Wife of journalist Shafik Rehman, who has been arrested for his alleged link with a ‘conspiracy to abduct and murder’ Prime Minister Sheikh Hasina’s son, says he cannot be involved in a plot to kill anyone.

Senior Correspondentbdnews24.com
Published : 20 April 2016, 06:14 PM
Updated : 21 April 2016, 05:32 AM

Taleya Rehman has demanded the release of the chartered accountant-turned-magazine editor.

Speaking at a meeting at the National Press Club on Wednesday, she said, “He is scared of the sight of blood. That’s why he can’t take injections.

“Now, he is facing such an allegation at this old age! He is trying to kill someone? It’s impossible.”

Rehman was picked up by police detectives from his home at Dhaka's Eskaton on Saturday.

DMP Deputy Commissioner (Media) Maruf Hossain Sardar said Rehman had been shown arrested in a case concerning his alleged involvement in the ‘conspiracy to abduct and murder' Sajeeb Ahmed Wazed Joy.

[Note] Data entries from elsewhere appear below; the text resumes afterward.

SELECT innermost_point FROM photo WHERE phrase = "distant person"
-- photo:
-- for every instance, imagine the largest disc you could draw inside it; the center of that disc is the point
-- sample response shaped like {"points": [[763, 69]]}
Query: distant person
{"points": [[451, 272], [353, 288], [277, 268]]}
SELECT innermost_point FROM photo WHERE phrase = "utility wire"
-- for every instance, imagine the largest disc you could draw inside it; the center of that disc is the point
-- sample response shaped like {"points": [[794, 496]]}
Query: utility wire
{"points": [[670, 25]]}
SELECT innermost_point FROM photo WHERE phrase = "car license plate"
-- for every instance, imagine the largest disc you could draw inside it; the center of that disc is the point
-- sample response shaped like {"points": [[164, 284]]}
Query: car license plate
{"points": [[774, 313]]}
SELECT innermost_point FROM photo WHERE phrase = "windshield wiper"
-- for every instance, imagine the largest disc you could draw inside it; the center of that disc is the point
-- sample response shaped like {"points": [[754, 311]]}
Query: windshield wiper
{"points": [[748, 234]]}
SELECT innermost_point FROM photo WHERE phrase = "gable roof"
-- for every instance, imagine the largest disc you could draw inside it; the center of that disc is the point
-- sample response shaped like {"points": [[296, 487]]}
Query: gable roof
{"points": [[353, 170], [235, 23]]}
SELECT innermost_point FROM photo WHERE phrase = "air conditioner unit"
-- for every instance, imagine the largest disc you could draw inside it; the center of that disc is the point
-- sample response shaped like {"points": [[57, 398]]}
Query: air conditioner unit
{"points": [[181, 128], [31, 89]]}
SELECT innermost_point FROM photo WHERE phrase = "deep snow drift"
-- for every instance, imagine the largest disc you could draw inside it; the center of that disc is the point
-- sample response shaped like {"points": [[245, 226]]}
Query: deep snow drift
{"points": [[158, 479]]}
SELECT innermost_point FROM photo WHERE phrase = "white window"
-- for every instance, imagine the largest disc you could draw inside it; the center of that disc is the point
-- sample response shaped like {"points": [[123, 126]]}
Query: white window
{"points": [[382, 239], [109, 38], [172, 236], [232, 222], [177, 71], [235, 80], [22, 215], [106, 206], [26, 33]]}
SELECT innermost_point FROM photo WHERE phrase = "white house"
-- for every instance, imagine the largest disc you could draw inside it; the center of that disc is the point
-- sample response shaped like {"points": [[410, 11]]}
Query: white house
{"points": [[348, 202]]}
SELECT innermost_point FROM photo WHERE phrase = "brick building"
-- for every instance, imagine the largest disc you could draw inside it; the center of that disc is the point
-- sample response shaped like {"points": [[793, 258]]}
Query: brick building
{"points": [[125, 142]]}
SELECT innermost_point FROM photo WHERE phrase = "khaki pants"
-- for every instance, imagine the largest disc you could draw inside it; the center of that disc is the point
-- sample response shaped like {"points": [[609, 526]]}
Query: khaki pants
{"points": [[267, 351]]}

Rehman was later produced before a Dhaka court, which granted police a five-day remand to question him.

Police claimed Rehman had admitted to have held meetings with a BNP leader’s son, Rizve Ahmed Caesar, who was sentenced to three and a half years in prison in the US in March last year for bribing a former FBI official to gather information regarding Joy as part of the plot.

Taleya said, “Shafik Rehman was picked up on a false and fabricated charge. Such an allegation has been levelled against the man who has introduced Valentine’s Day (in Bangladesh) and who loves the country.”

The Democracy Watch executive director highlighted Rehman’s role in Bangladesh’s Liberation War and demanded his immediate release.

“He is now an old man and sick. I don’t want him to languish in jail,” she said.

The meeting was arranged to demand his release.

Shafik Rehman, who holds both British and Bangladesh passports, is an accountant by training who has had on-and-off presence in the media almost throughout his life.

He came to prominence in the 1980s with his 'Jai Jai Din', a weekly views-magazine that often carried articles critical of General HM Ershad. His satirical piece –Diner por din– became popular with the middle class opposed to the military rule.

But his foray into mainstream journalism produced two super flops – first, 'Jai Jai Din Protidin,' which survived just 37 days in 1999 and then, during the 2001-6 BNP administration, Bashundhara Group-backed daily Jai Jai Din which lasted a little over four months. The ownership of daily Jai Jai Din later changed hands as Rehman departed and the paper failed as a business.

He has been the host of a lifestyle and chat show 'Lal Golap' on Bangla Vision tv channel.

He now edits a little-known magazine 'Mouchake Dhil'. He did some part-time work (translator/news reader) in London with the BBC's World Service.